I am not familiar with the graduate interview process. Are there signs during and after the interview that student will be able to tell whether he or she will be accepted or rejected in into the research group?

More importantly, how would an applicant know if the graduate interview was a flop. For example, if the professor doesn't follow up with a letter after the interview, is that a sign that the student will probably not considered to be a part of the group?

2 Answers 2


We try to be meticulously fair during our interviews. We tend to ask similar questions and try to retain a similar demeanor across all of them.

You should know that we don't usually make up our minds during the interview itself. It's not like a job interview. The answers you give will form just one component of our entire impression of you.

And up until the final committee meeting when all of the finalists are put up on the board and ranked against each other, it's very hard to say with specificity who got in and who got rejected.

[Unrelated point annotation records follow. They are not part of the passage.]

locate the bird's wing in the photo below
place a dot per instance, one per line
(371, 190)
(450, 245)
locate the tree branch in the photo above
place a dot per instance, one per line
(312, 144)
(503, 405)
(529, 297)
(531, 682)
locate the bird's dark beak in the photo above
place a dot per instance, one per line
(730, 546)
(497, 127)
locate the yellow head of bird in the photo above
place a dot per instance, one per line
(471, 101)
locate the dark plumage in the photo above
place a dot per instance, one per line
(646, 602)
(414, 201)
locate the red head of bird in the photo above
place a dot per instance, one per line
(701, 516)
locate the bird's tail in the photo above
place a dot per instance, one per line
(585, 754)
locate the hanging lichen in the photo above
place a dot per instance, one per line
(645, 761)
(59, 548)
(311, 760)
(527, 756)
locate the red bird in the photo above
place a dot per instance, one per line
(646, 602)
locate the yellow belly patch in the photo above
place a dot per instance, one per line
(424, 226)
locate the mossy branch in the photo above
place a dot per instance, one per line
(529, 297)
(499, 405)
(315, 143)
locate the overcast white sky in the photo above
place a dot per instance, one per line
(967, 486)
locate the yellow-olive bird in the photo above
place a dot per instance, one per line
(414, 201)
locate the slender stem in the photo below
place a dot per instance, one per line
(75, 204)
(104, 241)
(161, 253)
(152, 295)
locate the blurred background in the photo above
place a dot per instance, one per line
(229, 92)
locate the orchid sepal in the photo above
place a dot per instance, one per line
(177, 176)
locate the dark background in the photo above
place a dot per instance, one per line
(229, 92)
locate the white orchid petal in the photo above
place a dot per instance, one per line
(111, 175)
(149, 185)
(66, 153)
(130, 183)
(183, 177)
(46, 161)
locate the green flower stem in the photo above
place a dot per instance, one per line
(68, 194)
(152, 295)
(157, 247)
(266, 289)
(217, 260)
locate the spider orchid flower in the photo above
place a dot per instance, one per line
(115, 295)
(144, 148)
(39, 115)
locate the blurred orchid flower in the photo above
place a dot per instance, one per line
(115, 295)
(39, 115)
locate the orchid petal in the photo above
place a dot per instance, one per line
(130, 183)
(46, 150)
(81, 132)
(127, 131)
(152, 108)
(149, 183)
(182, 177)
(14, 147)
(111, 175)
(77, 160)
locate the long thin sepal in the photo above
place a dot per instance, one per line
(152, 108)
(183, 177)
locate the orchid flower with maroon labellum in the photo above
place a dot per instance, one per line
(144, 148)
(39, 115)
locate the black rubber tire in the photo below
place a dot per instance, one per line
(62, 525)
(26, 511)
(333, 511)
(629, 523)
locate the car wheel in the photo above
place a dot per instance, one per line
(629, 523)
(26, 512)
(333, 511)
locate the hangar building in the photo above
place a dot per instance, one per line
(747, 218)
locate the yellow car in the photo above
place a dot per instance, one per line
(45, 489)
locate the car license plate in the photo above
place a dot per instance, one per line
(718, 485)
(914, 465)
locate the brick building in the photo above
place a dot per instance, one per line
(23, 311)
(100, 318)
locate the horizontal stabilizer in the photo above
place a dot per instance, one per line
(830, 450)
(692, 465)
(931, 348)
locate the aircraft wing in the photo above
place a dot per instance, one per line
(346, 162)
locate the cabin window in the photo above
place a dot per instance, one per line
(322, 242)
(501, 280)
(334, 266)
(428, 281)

p.s. While I try to send my interviewees a quick note by e-mail thanking them for their time, I would be aghast to think that if I forgot to do so that someone would read devastation and gloom into that oversight. Sometimes a missed e-mail is just a missed e-mail.


I think pretty universally there is no way to tell the outcome based on the interview. Unlike RoboKaren's department, the department where I did my PhD was notoriously non-uniform during interviews. Of the 7 people in my cohort, so people who had "successful" interviews. One interview started with "Tell me about your father?" Another student was asked to solve a problem on the white board and failed to calculate the cutoff frequency for an RC circuit, which is about as basic as you can get in terms of electrical engineering. A third had the interviewer actually fall asleep during the interview while the student was answering a question. The student quietly excused herself and continued on with her schedule.

  • WOW. Well I guess we have both ends of the spectrum here.